Мы взлетели. На сердце грустно и тоскливо. Возникло чувство, что что-то дорогое, очень значимое и ценное я оставила там. Часть себя оставила. Неужели эта связь истинных пар так сильно привязывает мужчину и женщину друг к другу? Уже прошла половина поездки, когда к моим тоске и грусти присоединился резкий фейерверк эмоций. Шок. Боль. Угнетающее чувство обиды. Гнев. Беспомощность.
В глазах потемнело от боли и осознания предательства. В груди появился комок, и трудно стало дышать. Я понимаю, что на меня нахлынули и меня буквально затопили его чувства. Не мои. Все это сейчас проживает и ощущает Поль. Ему стало известно, что я уехала и ему запретили забирать у меня сына.
Очень остро. Чувства такие мощные и сильные, словно плотину прорвало, и они нахлынули одним махом. Как будто сам Поль сейчас во мне. И невозможно от этого избавится и задышать свободно. Неужели эта та самая ментальная связь, о которой он говорил? Но почему она появилась только сейчас?
— Вам плохо? Что с вами? — спросил всё тот же разговорчивый сосед.
— Воды. Попросите принести воды, пожалуйста.
— Да, да, конечно.
Глава 30
Меня накрыло такое эмоциональное состояние, что я не знала, куда мне деться. Как вообще с этим можно жить? Неужели так будет всегда? Про себя стала молиться, чтобы состояние, которое меня накрыло, никак не повлияло на моё физиологическое здоровье и здоровье моего малыша. Приступ боли постепенно притих. Нет, он не уменьшился по силе, и не видоизменился. Просто со временем мне показалось, что я стала ощущать эмоции Поля притупленно, как бы издали. Возможно, я адаптировалась к подобному состоянию, но вероятнее всего, чем больше становилось расстояние между нами, тем отдалённее я ощущала его эмоции. И все же я его чувствовала! И могла различать, где его эмоции, а где мои.
Далее всё было как в тумане. Смутно помню, как вышла с самолёта и попала в зал прилёта. Хорошо, что меня там встречали родители. Они же позаботились о моем багаже.
С трудом дотерпела до приезда в родительскую квартиру. К себе пока возвращаться я не захотела. Вернуться в квартиру, где еще недавно мы были с Полем вместе, туда, где он опекал меня и постоянно заботился, оказалось выше моих сил. Я прошла в комнату, ту самую, которую в доме родителей считала своей, и свернулась на диване калачиком. Словно сквозь толщу воды слышались настоятельные уговоры мамы:
— Нельзя так. Что бы между вами там не произошло, тебе нужно думать в первую очередь о малыше.
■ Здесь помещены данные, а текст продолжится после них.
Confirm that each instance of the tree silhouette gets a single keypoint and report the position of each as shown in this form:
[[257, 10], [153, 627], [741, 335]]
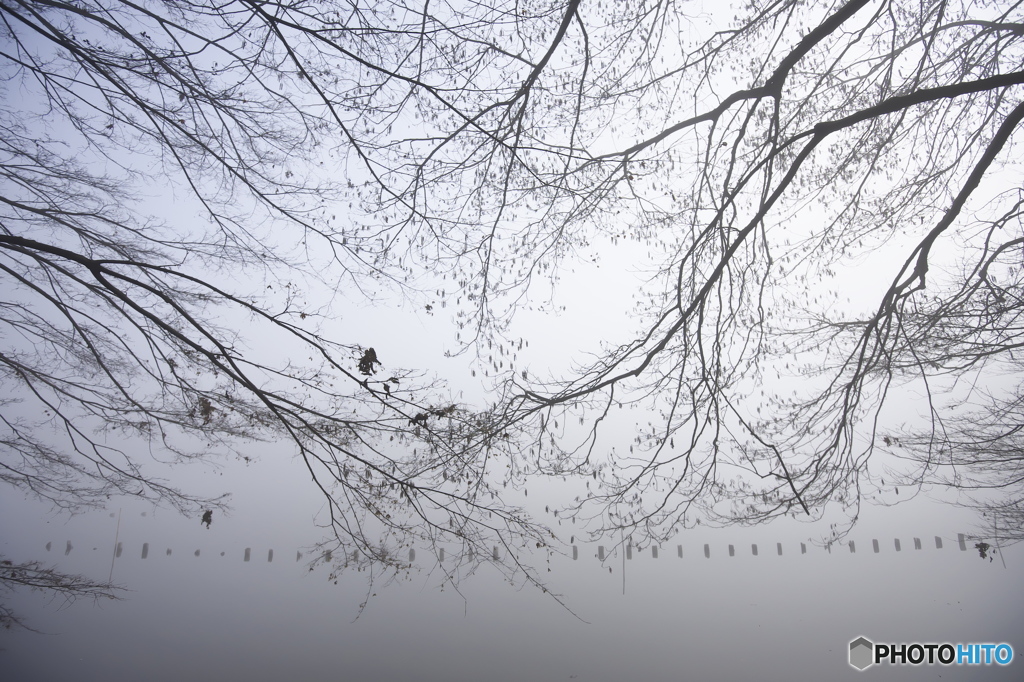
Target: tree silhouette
[[169, 247], [465, 156]]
И нервничать беременной не выход.
Смутно слышала обсуждения родителей. Когда отец говорил маме, чтобы она дала мне покой и не лезла. Ещё папа был уверен, что я отойду и сама все им расскажу… Но всё происходящее было как во сне, будто не со мной. А моя реальность осталась где-то там, далеко отсюда. Там, где есть он.
Ещё спустя несколько часов родители чуть ли не силком заставили меня поужинать.
А я все слышала, вернее, чувствовала отголоски его боли и страданий.
Спустя несколько дней он все больше ощущал тоску, горечь и отверженность. Ранее выраженные гнев и ярость немного утихли. А мне хотелось кричать ему сквозь расстояние, что пусть лучше злится и психует, чем так терзает себя! Мне было грустно и больно за него и его чувства. И обидно за себя. За то, что изначально по моей вине все у нас пошло наперекосяк, и мой коварный план использовать мужчину втёмную, в качестве живого донора, привёл вот к таким результатам.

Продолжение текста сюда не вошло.